At the start of a RAP transformation, everyone is keen to get stuck in straight away! So we tried to keep up-front classroom based learning to a minimum, focusing on the basics of getting familiar with Python and Git. RAP transformation is a journey through different levels of maturity and is best tackled over time. Since the SDD team was setting out on this journey, we focussed on getting the fundamentals right.

Every member of the SDD team took an introductory course in Python from Datacamp, and then we led them in some tutorials about using Git for version control. This was taken up enthusiastically, as everyone learned how to branch from a repository, push code, and resolve merge conflicts. At this stage of learning, everyone was also getting used to the tools: not only Git but also tools for Python development.

Learning the theory is important but true learning happens when you try to apply the knowledge in a real-world setting. The SDD team analysts showed great determination as they stated rewriting their code into Python. We went slowly at first while everyone found their feet but in a remarkably short amount of time the team were working at pace.

But how should a team of 4 analysts collaborate to build a Python package from scratch?
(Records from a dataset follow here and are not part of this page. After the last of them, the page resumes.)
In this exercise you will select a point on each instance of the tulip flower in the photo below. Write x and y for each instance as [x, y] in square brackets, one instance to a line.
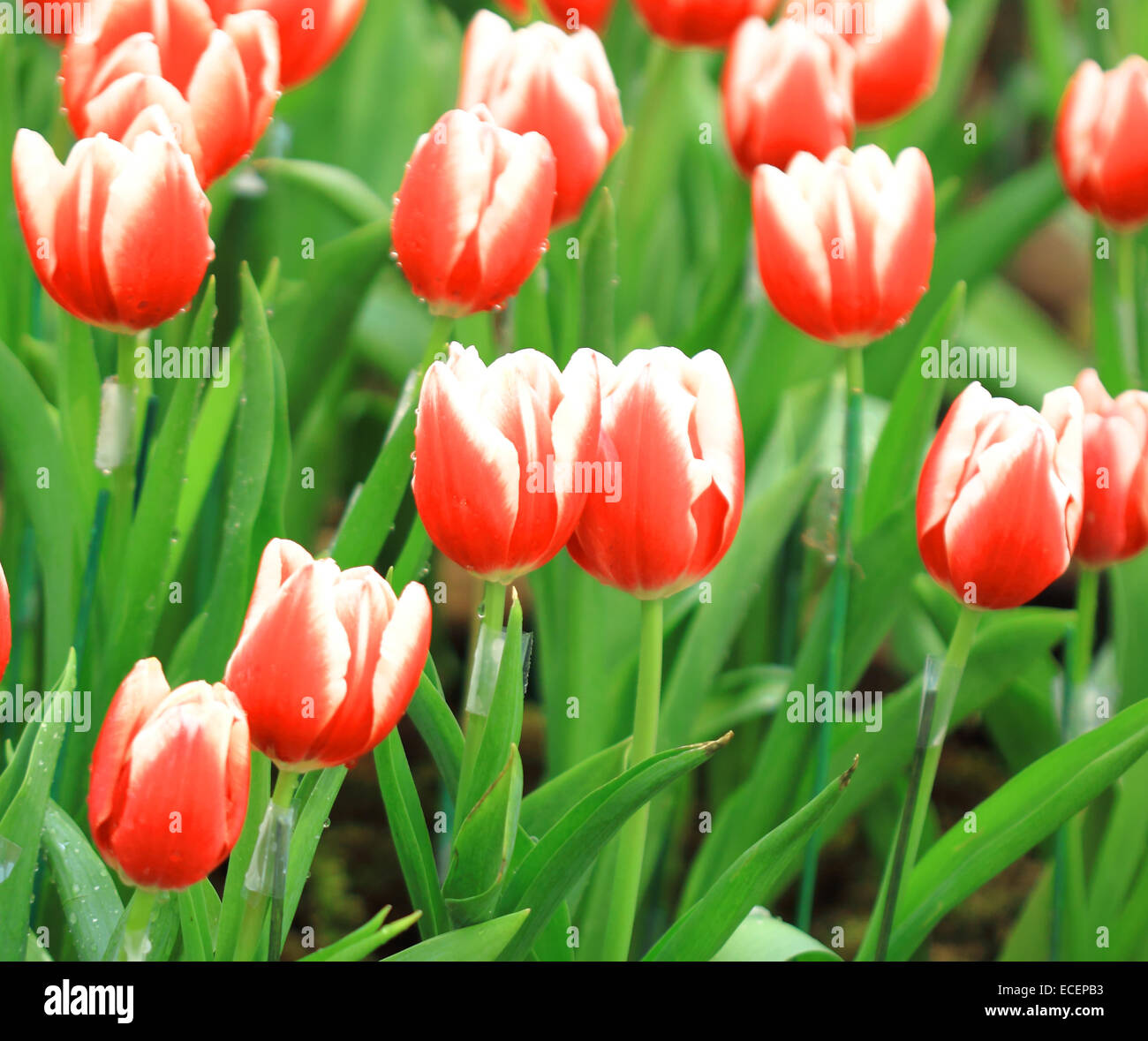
[898, 44]
[472, 214]
[699, 23]
[217, 85]
[169, 780]
[1102, 141]
[311, 33]
[845, 245]
[328, 660]
[504, 457]
[1114, 473]
[785, 90]
[672, 444]
[540, 79]
[117, 237]
[1001, 496]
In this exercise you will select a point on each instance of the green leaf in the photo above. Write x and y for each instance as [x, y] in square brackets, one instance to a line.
[764, 938]
[23, 821]
[482, 942]
[87, 892]
[569, 849]
[705, 927]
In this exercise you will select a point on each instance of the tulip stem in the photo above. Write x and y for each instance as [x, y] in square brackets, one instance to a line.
[623, 899]
[839, 580]
[1077, 666]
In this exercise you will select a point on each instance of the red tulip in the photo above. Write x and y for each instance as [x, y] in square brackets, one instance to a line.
[700, 23]
[472, 214]
[999, 503]
[328, 660]
[311, 33]
[785, 90]
[1102, 140]
[1114, 473]
[118, 237]
[899, 45]
[217, 87]
[504, 457]
[169, 780]
[845, 247]
[540, 79]
[673, 452]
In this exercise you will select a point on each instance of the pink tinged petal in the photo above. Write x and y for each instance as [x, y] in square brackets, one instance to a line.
[466, 477]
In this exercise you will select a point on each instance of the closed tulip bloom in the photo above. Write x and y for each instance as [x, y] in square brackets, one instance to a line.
[699, 23]
[504, 457]
[674, 474]
[845, 245]
[540, 79]
[169, 780]
[117, 237]
[311, 33]
[1102, 141]
[1000, 497]
[1114, 473]
[217, 85]
[472, 214]
[787, 88]
[328, 660]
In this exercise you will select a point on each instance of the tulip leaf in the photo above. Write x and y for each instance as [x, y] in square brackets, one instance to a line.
[570, 849]
[409, 833]
[701, 932]
[87, 892]
[1013, 819]
[23, 821]
[764, 938]
[485, 845]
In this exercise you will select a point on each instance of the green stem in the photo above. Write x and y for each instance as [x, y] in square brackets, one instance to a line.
[1077, 666]
[623, 898]
[835, 652]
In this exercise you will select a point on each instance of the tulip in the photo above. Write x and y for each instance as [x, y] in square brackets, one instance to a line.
[169, 780]
[1000, 498]
[898, 44]
[561, 87]
[787, 90]
[504, 457]
[672, 444]
[471, 216]
[118, 237]
[699, 23]
[217, 87]
[328, 660]
[845, 247]
[1102, 141]
[1114, 473]
[311, 33]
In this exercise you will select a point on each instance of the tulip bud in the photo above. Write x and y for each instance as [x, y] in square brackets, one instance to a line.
[540, 79]
[504, 457]
[472, 214]
[311, 33]
[672, 448]
[1102, 141]
[217, 87]
[1114, 473]
[117, 237]
[169, 780]
[699, 23]
[785, 90]
[845, 247]
[898, 45]
[328, 660]
[1000, 498]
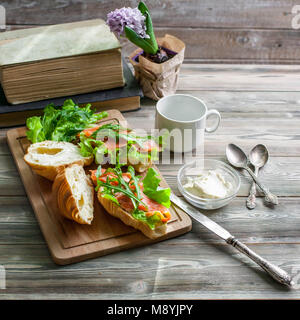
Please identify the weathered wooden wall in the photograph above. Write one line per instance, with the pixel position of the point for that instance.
(214, 30)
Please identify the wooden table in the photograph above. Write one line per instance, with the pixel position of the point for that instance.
(259, 104)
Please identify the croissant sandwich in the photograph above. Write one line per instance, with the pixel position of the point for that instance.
(111, 143)
(74, 193)
(45, 158)
(136, 202)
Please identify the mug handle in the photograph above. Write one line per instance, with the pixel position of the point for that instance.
(216, 125)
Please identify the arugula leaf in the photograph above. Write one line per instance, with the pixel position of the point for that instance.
(151, 183)
(35, 132)
(61, 124)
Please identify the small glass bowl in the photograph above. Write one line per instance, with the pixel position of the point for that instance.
(200, 166)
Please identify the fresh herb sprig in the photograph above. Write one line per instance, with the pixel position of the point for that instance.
(109, 189)
(122, 186)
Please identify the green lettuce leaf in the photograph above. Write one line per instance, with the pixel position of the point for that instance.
(35, 132)
(151, 183)
(62, 123)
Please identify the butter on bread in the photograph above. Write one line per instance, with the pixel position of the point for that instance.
(47, 157)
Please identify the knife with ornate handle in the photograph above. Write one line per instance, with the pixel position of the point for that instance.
(273, 270)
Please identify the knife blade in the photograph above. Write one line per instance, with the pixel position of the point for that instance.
(198, 216)
(274, 271)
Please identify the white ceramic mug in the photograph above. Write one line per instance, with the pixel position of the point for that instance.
(185, 116)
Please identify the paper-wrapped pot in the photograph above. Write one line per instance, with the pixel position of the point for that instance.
(159, 79)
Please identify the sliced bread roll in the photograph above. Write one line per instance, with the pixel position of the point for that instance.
(74, 194)
(116, 211)
(46, 157)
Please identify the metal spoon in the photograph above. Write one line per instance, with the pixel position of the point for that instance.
(258, 157)
(238, 159)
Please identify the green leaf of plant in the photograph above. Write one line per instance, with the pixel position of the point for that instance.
(151, 183)
(142, 7)
(138, 41)
(150, 32)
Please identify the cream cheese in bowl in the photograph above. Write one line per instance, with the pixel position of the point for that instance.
(210, 185)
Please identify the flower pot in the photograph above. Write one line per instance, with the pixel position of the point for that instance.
(159, 79)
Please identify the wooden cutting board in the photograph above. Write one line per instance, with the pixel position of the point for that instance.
(69, 241)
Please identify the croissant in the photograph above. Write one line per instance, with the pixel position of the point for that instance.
(116, 211)
(45, 158)
(74, 194)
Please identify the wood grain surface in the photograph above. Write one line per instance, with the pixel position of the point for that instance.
(215, 31)
(196, 265)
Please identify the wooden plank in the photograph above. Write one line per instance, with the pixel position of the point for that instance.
(70, 242)
(172, 13)
(219, 45)
(197, 270)
(18, 224)
(239, 78)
Deciding how to split the coding work into independent tasks can be tricky, and so we gave some support on these design decisions. Peer review is probably the most important practice that the team used. In part, peer review helps to check the quality of code but more importantly it gives an opportunity for every member of the team to get an awareness of how the whole code works. When learning a new language, a frustrating “why doesn’t my code work?” could be resolved by a simple syntax error. In the first few weeks we were available for detailed code reviews, but also those ad-hoc 5-minute fixes to keep the team on track.

There was a lot of code to migrate! The SDD team took an agile approach of producing something as quickly as possible that could be tested end-to-end, to get a sense of achievement early on. We called this the “thin slice”, where we took a single statistic from the publication and tried to reproduce it correctly using Python. The next step was to review the code and improve it to coding best practice, most importantly, to identify sections of code that are and moving those sections of code into functions.

For those early steps, all members of the team needed to stay really close together and understand how the thin slice works, and where parameters, functions, derivations, etc. are all held in the package structure. Once the thin slice was complete and understood by all, it was easier for individuals to take the next coding tasks, whether it was adding another statistic end-to-end, or writing some functions or derivations to be used by all. It got quicker as the team got used to the rhythm of collaborative development: peer review and committing code.

The SDD also gave some great feedback that will help improve the RAP journey for future teams. Some of the suggestions that we will immediately apply in our work include:

  • Staggering the training sessions over time so that coding can begin sooner and happen alongside training.
  • Giving more time to the code review process, especially the discussion of design choices.
  • Making sure everyone has the defended time to learn and practice the new skills
  • Adding more video guidance on the design process, peer review, and branching strategies

We’d encourage all publication teams to go on their own RAP journey. We can offer focused support like we have done with the SDD team or take a lighter touch by using the content on the RAP Community of Practice and attending our RAP drop-in sessions on Thursday mornings.